If McCain does win this, it will be the classic divided-government election: each party being reelected to the institution it currently controls. ((With the caveat that these projections do not include the House of Representatives.)) That would be really surprising, given the low public esteem in both the current Republican president and Democratic Congress. It would also be striking in that McCain’s surge appears to be driven significantly by the base-excitation of the VP candidate selection, yet that base excitement is apparently not lifting Senate candidates of the party.

The minor party candidates

Josh Putnam, a political science Ph.D. candidate at the University of Georgia, who maintains a terrific blog on the US presidential election process called Frontloading HQ, has had a series of recent posts about the possible impact of the minor party and independent candidates.

The most recent is about the potential impact of Cynthia McKinney, the Green Party nominee who has only recently appeared in some pollsters’ questions.
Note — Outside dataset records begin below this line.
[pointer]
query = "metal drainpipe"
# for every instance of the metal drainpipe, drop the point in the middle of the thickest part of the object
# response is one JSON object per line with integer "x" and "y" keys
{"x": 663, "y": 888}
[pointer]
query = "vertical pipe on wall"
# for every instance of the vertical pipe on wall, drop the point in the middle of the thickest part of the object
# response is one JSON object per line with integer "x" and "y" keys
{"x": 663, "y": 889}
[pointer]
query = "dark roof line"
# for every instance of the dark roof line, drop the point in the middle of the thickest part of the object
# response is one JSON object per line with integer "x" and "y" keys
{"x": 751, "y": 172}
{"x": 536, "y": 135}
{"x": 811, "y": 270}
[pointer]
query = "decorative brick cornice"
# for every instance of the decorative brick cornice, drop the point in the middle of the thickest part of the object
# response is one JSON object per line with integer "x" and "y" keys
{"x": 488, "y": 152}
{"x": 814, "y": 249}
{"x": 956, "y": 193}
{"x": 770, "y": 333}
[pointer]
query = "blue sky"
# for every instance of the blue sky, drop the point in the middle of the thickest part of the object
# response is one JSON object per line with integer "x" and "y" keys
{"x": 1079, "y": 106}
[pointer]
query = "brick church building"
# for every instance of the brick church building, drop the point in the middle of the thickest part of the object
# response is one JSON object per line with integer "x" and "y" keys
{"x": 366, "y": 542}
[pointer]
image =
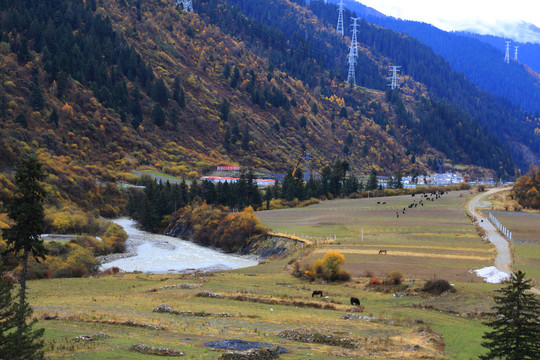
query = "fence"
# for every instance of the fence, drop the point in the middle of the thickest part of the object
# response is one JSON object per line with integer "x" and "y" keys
{"x": 500, "y": 227}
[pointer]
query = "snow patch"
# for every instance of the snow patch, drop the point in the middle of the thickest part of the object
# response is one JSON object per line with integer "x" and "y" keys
{"x": 492, "y": 275}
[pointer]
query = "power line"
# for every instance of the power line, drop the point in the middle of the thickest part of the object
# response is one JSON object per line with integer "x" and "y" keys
{"x": 341, "y": 8}
{"x": 351, "y": 77}
{"x": 394, "y": 78}
{"x": 354, "y": 37}
{"x": 507, "y": 54}
{"x": 186, "y": 4}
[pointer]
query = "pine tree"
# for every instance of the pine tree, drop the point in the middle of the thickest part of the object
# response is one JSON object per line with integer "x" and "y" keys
{"x": 23, "y": 237}
{"x": 372, "y": 181}
{"x": 158, "y": 115}
{"x": 516, "y": 324}
{"x": 17, "y": 345}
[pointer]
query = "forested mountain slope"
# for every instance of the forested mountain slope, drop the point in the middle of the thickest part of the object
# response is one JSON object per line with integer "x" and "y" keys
{"x": 481, "y": 61}
{"x": 101, "y": 88}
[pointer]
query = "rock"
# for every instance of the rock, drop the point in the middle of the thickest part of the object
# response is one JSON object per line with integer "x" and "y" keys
{"x": 164, "y": 308}
{"x": 143, "y": 349}
{"x": 254, "y": 354}
{"x": 242, "y": 345}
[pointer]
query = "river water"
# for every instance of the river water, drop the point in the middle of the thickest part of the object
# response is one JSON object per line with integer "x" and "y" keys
{"x": 153, "y": 253}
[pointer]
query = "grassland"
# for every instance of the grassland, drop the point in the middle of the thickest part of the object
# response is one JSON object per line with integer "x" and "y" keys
{"x": 435, "y": 240}
{"x": 525, "y": 228}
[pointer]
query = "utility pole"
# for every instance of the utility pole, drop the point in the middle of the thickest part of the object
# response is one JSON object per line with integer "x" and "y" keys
{"x": 394, "y": 78}
{"x": 507, "y": 54}
{"x": 186, "y": 4}
{"x": 351, "y": 77}
{"x": 339, "y": 28}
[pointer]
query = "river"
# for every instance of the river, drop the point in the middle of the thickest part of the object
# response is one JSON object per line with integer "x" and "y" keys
{"x": 154, "y": 253}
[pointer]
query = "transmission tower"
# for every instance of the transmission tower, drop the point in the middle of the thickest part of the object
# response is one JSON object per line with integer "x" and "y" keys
{"x": 507, "y": 54}
{"x": 339, "y": 28}
{"x": 351, "y": 78}
{"x": 354, "y": 37}
{"x": 394, "y": 78}
{"x": 186, "y": 4}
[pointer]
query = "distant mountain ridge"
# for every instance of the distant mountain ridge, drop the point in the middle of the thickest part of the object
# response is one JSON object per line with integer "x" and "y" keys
{"x": 480, "y": 61}
{"x": 115, "y": 86}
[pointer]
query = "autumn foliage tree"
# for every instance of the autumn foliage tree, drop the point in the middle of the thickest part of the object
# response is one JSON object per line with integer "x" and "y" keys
{"x": 328, "y": 268}
{"x": 527, "y": 189}
{"x": 217, "y": 226}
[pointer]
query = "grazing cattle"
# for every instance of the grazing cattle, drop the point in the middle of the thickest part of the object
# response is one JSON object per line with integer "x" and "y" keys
{"x": 9, "y": 278}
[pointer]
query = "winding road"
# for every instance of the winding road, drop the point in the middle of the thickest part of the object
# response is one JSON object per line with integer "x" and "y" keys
{"x": 503, "y": 260}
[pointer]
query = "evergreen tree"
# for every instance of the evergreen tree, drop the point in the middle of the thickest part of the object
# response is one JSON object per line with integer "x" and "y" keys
{"x": 23, "y": 237}
{"x": 372, "y": 181}
{"x": 17, "y": 345}
{"x": 516, "y": 324}
{"x": 53, "y": 117}
{"x": 178, "y": 93}
{"x": 160, "y": 93}
{"x": 246, "y": 138}
{"x": 224, "y": 108}
{"x": 21, "y": 120}
{"x": 37, "y": 100}
{"x": 158, "y": 115}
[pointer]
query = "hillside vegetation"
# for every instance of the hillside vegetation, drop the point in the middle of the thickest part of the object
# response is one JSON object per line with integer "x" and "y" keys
{"x": 99, "y": 89}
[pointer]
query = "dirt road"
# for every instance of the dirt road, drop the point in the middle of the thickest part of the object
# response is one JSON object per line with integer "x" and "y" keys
{"x": 503, "y": 260}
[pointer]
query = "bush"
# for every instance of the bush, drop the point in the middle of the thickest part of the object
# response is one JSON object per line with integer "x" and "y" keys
{"x": 327, "y": 268}
{"x": 437, "y": 287}
{"x": 394, "y": 277}
{"x": 369, "y": 274}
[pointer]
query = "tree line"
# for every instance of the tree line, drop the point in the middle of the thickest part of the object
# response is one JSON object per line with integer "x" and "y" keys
{"x": 152, "y": 205}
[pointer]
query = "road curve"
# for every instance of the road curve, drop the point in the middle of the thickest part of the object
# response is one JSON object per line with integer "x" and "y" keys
{"x": 503, "y": 260}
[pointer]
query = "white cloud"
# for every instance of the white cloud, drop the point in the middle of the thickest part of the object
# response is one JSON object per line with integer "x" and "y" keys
{"x": 460, "y": 14}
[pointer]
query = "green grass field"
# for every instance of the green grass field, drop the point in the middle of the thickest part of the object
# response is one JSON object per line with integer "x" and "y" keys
{"x": 436, "y": 240}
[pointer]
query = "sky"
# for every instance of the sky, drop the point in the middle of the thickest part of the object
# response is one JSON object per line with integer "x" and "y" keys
{"x": 494, "y": 17}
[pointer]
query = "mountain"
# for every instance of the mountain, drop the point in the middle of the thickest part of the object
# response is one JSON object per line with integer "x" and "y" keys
{"x": 101, "y": 88}
{"x": 480, "y": 61}
{"x": 528, "y": 53}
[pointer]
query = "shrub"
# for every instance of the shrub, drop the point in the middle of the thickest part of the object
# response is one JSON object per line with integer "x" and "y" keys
{"x": 327, "y": 268}
{"x": 395, "y": 277}
{"x": 369, "y": 274}
{"x": 437, "y": 287}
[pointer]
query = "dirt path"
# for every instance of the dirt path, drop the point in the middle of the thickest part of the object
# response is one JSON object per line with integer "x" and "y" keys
{"x": 503, "y": 260}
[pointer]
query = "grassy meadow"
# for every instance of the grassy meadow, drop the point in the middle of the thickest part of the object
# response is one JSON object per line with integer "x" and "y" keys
{"x": 525, "y": 228}
{"x": 259, "y": 303}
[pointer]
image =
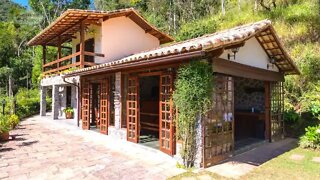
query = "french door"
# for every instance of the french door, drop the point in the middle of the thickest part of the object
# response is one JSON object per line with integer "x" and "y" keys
{"x": 166, "y": 134}
{"x": 219, "y": 122}
{"x": 133, "y": 109}
{"x": 104, "y": 106}
{"x": 276, "y": 110}
{"x": 86, "y": 86}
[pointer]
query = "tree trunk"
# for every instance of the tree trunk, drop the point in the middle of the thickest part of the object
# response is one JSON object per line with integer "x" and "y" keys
{"x": 223, "y": 7}
{"x": 255, "y": 5}
{"x": 10, "y": 86}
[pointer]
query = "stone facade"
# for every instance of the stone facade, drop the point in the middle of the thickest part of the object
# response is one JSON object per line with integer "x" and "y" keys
{"x": 249, "y": 93}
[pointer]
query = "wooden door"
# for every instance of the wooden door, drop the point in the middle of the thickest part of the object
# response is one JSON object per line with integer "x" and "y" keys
{"x": 85, "y": 104}
{"x": 219, "y": 122}
{"x": 104, "y": 106}
{"x": 276, "y": 110}
{"x": 133, "y": 109}
{"x": 166, "y": 132}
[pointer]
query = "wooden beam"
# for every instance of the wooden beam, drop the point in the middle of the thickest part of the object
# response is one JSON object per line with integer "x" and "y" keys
{"x": 62, "y": 59}
{"x": 240, "y": 70}
{"x": 82, "y": 44}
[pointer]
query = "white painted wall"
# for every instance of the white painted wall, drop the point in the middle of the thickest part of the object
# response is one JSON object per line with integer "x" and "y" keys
{"x": 251, "y": 54}
{"x": 117, "y": 38}
{"x": 93, "y": 32}
{"x": 122, "y": 37}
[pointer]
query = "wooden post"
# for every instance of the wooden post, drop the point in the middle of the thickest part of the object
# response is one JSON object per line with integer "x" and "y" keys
{"x": 82, "y": 41}
{"x": 44, "y": 56}
{"x": 59, "y": 50}
{"x": 267, "y": 111}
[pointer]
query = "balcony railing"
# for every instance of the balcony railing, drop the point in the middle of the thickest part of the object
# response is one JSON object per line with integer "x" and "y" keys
{"x": 65, "y": 63}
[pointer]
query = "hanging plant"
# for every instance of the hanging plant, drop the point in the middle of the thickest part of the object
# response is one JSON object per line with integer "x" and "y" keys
{"x": 192, "y": 97}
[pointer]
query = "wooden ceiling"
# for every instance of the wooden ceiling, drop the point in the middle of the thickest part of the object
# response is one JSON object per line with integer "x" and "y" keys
{"x": 69, "y": 23}
{"x": 270, "y": 42}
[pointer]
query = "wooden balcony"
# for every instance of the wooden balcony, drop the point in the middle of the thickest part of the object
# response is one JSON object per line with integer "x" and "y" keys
{"x": 66, "y": 63}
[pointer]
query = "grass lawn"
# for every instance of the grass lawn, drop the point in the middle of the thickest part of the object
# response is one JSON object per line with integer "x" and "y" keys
{"x": 282, "y": 167}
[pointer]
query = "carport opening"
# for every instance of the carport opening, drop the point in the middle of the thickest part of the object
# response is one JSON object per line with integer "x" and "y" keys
{"x": 149, "y": 111}
{"x": 249, "y": 105}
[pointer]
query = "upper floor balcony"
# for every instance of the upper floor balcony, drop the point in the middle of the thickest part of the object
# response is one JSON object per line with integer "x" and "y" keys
{"x": 82, "y": 38}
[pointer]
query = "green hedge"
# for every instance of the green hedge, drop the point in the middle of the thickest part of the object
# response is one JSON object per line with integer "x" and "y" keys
{"x": 27, "y": 103}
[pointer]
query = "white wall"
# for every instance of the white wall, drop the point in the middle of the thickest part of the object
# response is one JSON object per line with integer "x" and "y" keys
{"x": 122, "y": 37}
{"x": 93, "y": 32}
{"x": 251, "y": 54}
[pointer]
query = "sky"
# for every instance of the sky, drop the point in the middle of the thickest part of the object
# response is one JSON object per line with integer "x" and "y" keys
{"x": 22, "y": 2}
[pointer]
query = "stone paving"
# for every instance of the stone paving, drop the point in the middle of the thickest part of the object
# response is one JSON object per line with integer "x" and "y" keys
{"x": 46, "y": 149}
{"x": 239, "y": 165}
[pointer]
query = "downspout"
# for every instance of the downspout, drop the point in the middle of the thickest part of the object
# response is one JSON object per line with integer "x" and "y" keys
{"x": 78, "y": 102}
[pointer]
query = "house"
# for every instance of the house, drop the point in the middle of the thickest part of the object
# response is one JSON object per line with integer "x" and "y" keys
{"x": 122, "y": 79}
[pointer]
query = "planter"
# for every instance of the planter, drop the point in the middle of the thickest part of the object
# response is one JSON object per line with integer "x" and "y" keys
{"x": 4, "y": 136}
{"x": 69, "y": 115}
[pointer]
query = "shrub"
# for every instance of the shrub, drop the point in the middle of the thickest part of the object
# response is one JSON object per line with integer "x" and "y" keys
{"x": 4, "y": 124}
{"x": 311, "y": 139}
{"x": 68, "y": 110}
{"x": 291, "y": 116}
{"x": 192, "y": 97}
{"x": 13, "y": 120}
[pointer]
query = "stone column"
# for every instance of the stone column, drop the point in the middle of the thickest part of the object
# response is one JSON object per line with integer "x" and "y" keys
{"x": 43, "y": 102}
{"x": 55, "y": 102}
{"x": 117, "y": 101}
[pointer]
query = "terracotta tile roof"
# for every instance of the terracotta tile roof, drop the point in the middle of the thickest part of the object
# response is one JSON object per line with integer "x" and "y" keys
{"x": 69, "y": 23}
{"x": 262, "y": 30}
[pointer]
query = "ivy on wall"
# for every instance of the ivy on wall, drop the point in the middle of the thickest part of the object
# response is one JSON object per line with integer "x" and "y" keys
{"x": 192, "y": 97}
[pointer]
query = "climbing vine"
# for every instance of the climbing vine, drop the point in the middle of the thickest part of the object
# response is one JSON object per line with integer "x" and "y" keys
{"x": 192, "y": 97}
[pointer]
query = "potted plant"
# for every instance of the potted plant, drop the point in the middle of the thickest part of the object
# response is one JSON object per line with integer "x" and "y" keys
{"x": 13, "y": 120}
{"x": 4, "y": 128}
{"x": 69, "y": 112}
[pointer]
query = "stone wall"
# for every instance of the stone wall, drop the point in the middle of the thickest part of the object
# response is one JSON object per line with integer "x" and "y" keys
{"x": 248, "y": 93}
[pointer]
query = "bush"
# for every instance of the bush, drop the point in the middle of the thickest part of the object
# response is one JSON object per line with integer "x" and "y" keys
{"x": 311, "y": 139}
{"x": 68, "y": 110}
{"x": 192, "y": 97}
{"x": 13, "y": 120}
{"x": 291, "y": 116}
{"x": 4, "y": 124}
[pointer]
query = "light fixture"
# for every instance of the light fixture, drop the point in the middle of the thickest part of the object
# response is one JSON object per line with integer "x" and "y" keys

The post about McKinney was in response to a request from me, as I asked whether McKinney was fishing in the same pool as former Green candidate Ralph Nader (who is running as an independent this time, as he did in 2004). So, thanks Josh.

I will not try to summarize this interesting series of posts by Josh. You may read the recent post on McKinney yourself, and then, near the top of his August archives, you can see the previous posts that discussed the candidacies of Bob Barr (Libertarian) and Ralph Nader (nonpartisan).